Honestly you need to take a step back and tell him if he gets punishments you will be backing up the teachers NOT him. If you think he'll respond well to it - take away a cable from his console. Easier than hiding the box or the controller! I wouldn't definitely start if you don't already having some time limits - not past 8pm on a Sunday for example.

fairycakes1234 · 20/09/2022 11:30

2pinkginsplease · 19/09/2022 18:39

Because they need to learn themselves that to get decent results they need to be motivated themselves and can’t have someone hanging over them telling them what to do, and this continues onto uni.

are you going to stand over your child all through exam years and possibly uni too?

they need to learn that the choices they make determine their next step.

Worked well for both our children who got amazing grades and are both now at university studying for great degrees,

@2pinkginsplease well of course you are going to go on about amazing results, i wouldn't expect you to say anything else. Not every child is like your child, and judging by majority of people here they are happy to help their kids because that's what they are, kids, so thank yourself lucky your kids got amazing grades and great degrees despite you doing nothing to help or organise (lazy?) , but that's DESPITE not BECAUSE of you, so stop clapping yourself on the back.

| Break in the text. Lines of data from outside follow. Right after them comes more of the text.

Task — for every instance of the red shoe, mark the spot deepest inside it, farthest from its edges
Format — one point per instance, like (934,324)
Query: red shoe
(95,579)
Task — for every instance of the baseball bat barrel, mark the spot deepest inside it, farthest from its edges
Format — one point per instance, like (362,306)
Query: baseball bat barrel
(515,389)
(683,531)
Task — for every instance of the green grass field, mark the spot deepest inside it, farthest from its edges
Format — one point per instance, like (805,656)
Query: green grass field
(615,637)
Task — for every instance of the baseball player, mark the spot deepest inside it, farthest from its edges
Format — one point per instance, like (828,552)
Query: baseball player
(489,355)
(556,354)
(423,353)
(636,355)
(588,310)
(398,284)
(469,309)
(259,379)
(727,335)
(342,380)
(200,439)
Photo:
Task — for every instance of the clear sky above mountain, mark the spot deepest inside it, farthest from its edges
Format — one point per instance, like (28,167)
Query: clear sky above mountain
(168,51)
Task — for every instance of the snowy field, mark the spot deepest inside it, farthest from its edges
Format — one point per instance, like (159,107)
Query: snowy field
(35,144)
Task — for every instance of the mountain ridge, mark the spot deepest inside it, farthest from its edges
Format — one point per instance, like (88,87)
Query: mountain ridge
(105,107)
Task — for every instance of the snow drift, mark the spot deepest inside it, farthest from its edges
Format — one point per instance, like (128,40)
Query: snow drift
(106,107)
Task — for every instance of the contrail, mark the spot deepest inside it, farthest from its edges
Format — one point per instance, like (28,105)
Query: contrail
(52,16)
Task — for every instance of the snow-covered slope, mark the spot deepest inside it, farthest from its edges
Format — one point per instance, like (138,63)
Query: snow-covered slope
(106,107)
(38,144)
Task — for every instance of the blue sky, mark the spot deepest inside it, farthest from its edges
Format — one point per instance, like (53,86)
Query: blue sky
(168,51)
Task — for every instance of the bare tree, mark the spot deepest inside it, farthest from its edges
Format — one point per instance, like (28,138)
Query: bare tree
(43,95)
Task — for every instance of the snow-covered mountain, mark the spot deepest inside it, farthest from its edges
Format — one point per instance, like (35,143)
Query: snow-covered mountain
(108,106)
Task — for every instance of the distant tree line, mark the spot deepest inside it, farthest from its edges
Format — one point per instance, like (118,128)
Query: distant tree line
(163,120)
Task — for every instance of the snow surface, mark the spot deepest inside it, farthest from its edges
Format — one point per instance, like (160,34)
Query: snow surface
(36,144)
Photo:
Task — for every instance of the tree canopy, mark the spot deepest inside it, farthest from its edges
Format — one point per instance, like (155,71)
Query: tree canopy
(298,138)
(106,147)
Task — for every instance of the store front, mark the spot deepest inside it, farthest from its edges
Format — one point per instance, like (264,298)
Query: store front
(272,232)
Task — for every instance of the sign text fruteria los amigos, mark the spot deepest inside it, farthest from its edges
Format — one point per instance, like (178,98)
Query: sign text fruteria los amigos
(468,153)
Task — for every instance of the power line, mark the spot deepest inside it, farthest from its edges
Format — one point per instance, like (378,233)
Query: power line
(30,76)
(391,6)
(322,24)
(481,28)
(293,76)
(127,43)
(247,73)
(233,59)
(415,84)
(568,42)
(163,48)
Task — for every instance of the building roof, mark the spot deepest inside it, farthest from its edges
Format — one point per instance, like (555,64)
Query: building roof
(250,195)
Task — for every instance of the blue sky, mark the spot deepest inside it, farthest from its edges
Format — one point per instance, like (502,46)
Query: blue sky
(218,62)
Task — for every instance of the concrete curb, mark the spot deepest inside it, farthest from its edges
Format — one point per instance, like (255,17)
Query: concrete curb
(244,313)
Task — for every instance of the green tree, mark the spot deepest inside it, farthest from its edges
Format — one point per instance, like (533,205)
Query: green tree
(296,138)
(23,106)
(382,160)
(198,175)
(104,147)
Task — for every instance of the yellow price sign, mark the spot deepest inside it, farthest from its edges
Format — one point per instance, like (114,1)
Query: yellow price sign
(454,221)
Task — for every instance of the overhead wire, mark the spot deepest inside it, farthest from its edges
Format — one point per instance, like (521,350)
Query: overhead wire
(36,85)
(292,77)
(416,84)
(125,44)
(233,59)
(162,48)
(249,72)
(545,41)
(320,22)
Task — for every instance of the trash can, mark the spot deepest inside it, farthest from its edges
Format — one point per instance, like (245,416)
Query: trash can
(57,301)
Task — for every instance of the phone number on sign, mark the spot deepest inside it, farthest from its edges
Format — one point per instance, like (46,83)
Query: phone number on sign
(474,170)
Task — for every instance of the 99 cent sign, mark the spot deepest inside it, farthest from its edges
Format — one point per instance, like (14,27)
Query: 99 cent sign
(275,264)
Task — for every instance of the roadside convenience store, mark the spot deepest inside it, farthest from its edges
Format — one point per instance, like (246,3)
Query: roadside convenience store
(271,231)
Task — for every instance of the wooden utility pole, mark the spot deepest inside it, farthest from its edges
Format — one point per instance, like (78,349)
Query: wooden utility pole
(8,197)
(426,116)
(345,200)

fairycakes1234 · 20/09/2022 11:33

Goldenbear · 19/09/2022 19:53

I think you need to be involved- it is a difficult balance but that is what being a parent to a teenager involves- finding that balance! Personally, I don't think letting them get on with it works for many- some are self motivated, I was but I don't think it is common. A PP suggested the self motivation has to begin now as if not now, when but university and an 18 year old outlook is very different to a young teen. My year 11 - who is very bright but very laid back did say to me last week that he wants to get the 8s/9s but knows he is trying to fit in too much- social life straight after school, then he is playing PS4 before I come home from work and he is settling in to homework fair too late - 9pm onwards. He seems a different boy this week and has worked hard so yes, I think they need to have that self - realisation, especially if they have future plans but you need to encourage that, you need to remind him of the opportunities you want him to have.

@Goldenbear
well said, totally agree

JazbayGrapes · 20/09/2022 13:48

Offer money for good results?

TreeLine6 · 25/09/2022 11:57

My question would be why is he getting gaming and socialising time if he’s not putting in the effort with his homework?

I’d be telling him that from now on he does 2 hours of studying on school nights and 3 hours on a Saturday/Sunday. If he has homework, he does it during this time. If not, he can do revision. Only after this time has been completed, he can get gaming or socialising time.

We use this system with our DC(with an age appropriate amount of study time) and it works well as they have no incentive to rush through homework.

If you wanted to be stricter, you could link study time to screen time by making each hour spent studying earn a set amount of screen time. Again, our DC have earn all their screen time this way.

This has to cover all their gaming, phone and tv time. So, for example, DS2 (year 10) did an extra hour’s physics revision on Thursday as he knew he wanted to watch a 3 hour film on Friday evening.

CulturePigeon · 25/09/2022 14:13

This is a bit of a problem both in terms of age and -sorry! boys, I think.

They just don't get the importance of putting in the work to give them more options in the future - it's the old 'deferred gratification' thing again. Kids who understand this concept know that the time and effort they put in now will make life better in the future.

I think it's very dependent on their friendship group. My son was in a very competitive and ambitious group of friends and that made all the difference. He really upped his game because of that. If his friends are not interested in achieving it's tough, I know.